Despite the variety of solutions, the domain still shows several limitations linked to the tuning of algorithm parameters, especially in color augmentation techniques: small color perturbations may link to augmented data including similar stains to the original data, while large color perturbations may lead to augmented data including color artifacts. In this context, color artifacts include color variations that are not present in clinical practice, representing a problem for the training of CNNs. Fig. 2 shows some examples of the problems related to the tuning of color augmentation algorithms. In the left part of Fig. 2, the color perturbation applied to input data is too soft, leading to augmented samples that are very similar to the original image in terms of stain variations. In the right part of Fig. 2, the color perturbation is too strong, leading to augmented samples that include artifacts in terms of stain variations (such as dark and yellow shades).

Fig. 2.

Fig. 2

Problems related to color augmentation parameters: on the left, small color perturbations lead to similar color variations (soft augmentation); while on the left, strong color perturbations lead to artifacts, such as yellowish or dark stains (strong augmentation). Blue and green dots represent color variations collected from clinical practice (from 2 different datasets, to show the stain heterogeneity); the red dot represents the sample to augment; black dots represent augmented versions of the sample. The samples are projected in a bi-dimensional space via Principal Component Analysis (PCA).
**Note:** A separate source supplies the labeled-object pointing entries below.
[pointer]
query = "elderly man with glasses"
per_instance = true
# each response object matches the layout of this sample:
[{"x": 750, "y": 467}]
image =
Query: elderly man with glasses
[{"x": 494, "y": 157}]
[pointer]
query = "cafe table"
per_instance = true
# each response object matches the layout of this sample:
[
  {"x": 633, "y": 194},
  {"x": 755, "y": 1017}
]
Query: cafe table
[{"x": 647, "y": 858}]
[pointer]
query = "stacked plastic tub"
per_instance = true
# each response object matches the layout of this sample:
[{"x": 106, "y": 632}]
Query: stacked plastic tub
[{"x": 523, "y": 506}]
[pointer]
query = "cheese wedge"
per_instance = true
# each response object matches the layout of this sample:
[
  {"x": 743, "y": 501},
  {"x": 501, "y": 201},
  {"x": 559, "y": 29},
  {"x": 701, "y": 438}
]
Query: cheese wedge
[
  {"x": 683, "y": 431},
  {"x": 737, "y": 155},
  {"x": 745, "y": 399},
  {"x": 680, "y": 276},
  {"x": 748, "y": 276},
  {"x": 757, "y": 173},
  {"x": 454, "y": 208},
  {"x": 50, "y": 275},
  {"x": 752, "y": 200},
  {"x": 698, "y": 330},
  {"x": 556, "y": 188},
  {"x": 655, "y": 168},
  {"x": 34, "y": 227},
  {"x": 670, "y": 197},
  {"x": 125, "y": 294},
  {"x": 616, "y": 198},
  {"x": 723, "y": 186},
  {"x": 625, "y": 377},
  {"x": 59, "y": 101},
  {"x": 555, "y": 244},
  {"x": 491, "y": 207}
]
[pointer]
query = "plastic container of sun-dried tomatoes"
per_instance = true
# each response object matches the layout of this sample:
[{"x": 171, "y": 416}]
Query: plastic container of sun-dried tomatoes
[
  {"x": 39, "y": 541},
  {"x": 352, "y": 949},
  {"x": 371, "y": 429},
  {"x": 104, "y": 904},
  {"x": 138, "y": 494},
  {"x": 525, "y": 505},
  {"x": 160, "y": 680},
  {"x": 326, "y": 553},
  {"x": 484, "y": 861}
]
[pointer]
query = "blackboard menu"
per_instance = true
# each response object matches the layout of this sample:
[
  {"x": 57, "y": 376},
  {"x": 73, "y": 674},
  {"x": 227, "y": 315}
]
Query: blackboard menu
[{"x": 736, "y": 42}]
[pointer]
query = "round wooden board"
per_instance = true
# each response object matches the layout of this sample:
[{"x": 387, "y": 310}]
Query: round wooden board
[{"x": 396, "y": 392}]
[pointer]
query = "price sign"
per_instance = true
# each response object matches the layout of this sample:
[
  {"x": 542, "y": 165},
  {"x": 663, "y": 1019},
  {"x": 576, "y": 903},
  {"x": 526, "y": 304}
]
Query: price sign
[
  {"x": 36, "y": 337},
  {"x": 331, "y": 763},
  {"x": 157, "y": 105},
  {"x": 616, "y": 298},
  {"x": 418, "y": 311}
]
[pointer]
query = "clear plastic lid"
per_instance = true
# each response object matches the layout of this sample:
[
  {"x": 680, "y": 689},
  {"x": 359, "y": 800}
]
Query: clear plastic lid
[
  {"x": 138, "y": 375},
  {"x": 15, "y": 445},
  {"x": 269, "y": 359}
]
This paper proposes Data-Driven Color Augmentation (DDCA), a novel color augmentation method to train CNNs that avoids the generation of color artifacts during data augmentation, removing the need for tuning color augmentation algorithms.

DDCA aims to improve the efficiency of color augmentation methods by increasing the reliability of the samples used for training computational pathology models. DDCA exploits the increasing amount of available WSIs from private and public sources to build a database including millions of stain matrices, representing color variations. During CNN training, the method compares the stain matrix of augmented samples with the color variations collected in the database, discarding the ones corresponding to unrealistic color variations. DDCA is applied to HSC color augmentation, stain augmentation, and H&E-adversarial networks and compared with over 10 baseline algorithms developed to target stain color heterogeneity.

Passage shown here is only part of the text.